God Told Me To is not an explicit horror film along the lines of It’s Alive, nor is it a fluffier piece of satirical insanity like the Dolls House favorite The Stuff. This early Cohen piece has, not surprisingly, its own unique mood aided by the gritty beauty of NYC in its glorious gritty 70sness. The action, however, is hardly limited to 42nd St sleaze. I'm biting my tongue to not give away the force behind the lordly commands, but let's just say it's transcends the Tri-State area in ways only a restrained Larry Cohen could conjure.




High Points
An early scene wherein a murderous father calmly explains how and why he slaughtered his family is one of the most quietly disturbing monolgues I’ve heard on film




Likewise, Sylvia Sydney turns in a strong one-scene performance that succeeds in revealing a surprising, potentially laughable plot point and making it into something sad and scary


The relationship between Pete's two loves plays out in an intriguing and honest way, avoiding the cliches we'd expect from a mistress/ex-wife meetup. Their discussion is well-acted and reveals a few more chilling details


Low Points
Perhaps there’s a better DVD out there (more about that later), but much of the dialogue was muffled. This was especially frustrating since my Netflix’d copy lacked any subtitles


I imagine the low budget had some say here, but it would have been nice to get a liitle more of how the rash of killings were affecting the city of New York


Just as it’s hard to watch any John Carpenter movie and not wish for a dose of Kurt Russell, any Cohen flick without the weirdly charismatic presence of Michael Moriarity also feels a tad incomplete




Lessons Learned
Never let your son hang out with a dirty long-haired hippie...particularly if said bad influence possesses an angelic glow and oddly placed vaginal opening


It’s easy to sweet talk a nun


Speaking to God will make you rapidly age ten years before your 22nd birthday; other side effects include going on a killing spree





When a man calls in a serious terrorism threat and begins his warning with “Don’t ask who I am,” the first thing you should not do is ask who’s speaking


Never date a married Catholic. Soooooo much guilt there


Rent/Bury/Buy
Like most of Larry Cohen’s work, God Told Me To is rich in ideas and a little less wealthy in execution. Still, the central themes about faith and free will combined with fairly wacky (yet somehow very grounded) story twists overcome some of the awkward plotting and low budget restraints. The performances are top notch all around and most of the early scenes are truly frightening in how they depict random violence hitting everyday urbanites.

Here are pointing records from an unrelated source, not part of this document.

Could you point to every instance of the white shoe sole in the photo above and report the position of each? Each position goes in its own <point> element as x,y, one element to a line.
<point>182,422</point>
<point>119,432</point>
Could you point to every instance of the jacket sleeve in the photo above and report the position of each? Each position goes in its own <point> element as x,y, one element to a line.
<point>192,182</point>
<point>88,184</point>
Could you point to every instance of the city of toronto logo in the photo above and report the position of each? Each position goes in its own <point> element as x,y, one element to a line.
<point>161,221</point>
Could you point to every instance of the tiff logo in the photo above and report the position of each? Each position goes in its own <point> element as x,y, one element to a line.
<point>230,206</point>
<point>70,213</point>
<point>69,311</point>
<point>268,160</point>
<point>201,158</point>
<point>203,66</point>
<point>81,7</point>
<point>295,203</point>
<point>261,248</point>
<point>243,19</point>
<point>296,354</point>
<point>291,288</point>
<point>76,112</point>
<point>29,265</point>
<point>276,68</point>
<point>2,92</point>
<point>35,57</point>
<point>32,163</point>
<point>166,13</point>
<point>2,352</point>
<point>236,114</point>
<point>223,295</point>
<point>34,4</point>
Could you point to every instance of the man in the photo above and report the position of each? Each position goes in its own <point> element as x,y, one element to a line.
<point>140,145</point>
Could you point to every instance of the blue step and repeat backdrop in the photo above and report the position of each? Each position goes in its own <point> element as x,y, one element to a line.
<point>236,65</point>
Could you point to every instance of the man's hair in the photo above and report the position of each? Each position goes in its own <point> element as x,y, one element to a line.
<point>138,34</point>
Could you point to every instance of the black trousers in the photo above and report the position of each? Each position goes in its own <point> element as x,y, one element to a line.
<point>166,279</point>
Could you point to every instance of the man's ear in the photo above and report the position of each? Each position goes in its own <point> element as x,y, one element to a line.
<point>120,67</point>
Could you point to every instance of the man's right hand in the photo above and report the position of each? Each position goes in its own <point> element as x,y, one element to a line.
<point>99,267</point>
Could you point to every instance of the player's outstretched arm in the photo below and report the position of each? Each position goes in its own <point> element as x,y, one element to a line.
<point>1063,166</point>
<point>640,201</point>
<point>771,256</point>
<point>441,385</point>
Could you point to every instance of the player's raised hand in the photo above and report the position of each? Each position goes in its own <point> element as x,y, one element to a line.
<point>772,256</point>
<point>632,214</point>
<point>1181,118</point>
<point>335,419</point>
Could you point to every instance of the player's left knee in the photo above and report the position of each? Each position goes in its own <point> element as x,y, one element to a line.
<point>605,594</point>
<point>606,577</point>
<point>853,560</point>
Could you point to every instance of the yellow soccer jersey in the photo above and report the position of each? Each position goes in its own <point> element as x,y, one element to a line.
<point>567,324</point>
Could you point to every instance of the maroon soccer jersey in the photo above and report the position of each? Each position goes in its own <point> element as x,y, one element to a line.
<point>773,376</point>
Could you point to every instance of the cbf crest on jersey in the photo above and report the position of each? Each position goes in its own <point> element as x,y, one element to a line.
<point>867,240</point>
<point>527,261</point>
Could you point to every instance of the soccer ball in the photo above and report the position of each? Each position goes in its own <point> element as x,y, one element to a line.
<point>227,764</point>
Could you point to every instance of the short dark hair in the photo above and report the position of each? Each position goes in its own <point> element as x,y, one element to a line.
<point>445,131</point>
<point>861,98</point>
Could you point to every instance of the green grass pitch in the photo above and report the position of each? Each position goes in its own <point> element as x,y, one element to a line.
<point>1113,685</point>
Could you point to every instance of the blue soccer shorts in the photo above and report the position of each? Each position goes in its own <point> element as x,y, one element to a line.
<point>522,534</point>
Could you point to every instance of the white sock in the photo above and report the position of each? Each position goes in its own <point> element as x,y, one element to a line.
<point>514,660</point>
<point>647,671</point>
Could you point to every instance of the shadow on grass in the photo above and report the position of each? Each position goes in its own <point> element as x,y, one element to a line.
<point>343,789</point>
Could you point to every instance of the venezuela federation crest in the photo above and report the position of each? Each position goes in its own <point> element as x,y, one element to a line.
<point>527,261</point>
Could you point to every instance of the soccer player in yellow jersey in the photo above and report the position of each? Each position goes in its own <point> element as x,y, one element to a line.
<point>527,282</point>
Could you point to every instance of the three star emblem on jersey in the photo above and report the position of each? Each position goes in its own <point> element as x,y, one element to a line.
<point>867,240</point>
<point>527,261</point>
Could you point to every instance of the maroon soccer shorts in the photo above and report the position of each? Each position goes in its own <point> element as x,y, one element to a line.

A note on the DVD: It seems as though there are a few versions of this film floating about on those fragile little discs, and should you purchase this film (which you should), be sure to get the right release. My Netflix edition was disappointingly bare bones and the transfer was messy and muddled. Look for the Blue Underground edition which features a Cohen/Bill Lustig commentary (yes, that is the team that gave us the sadly inferior, yet gleefully patriotic Uncle Sam). Be sure to tell ‘em God sent ya.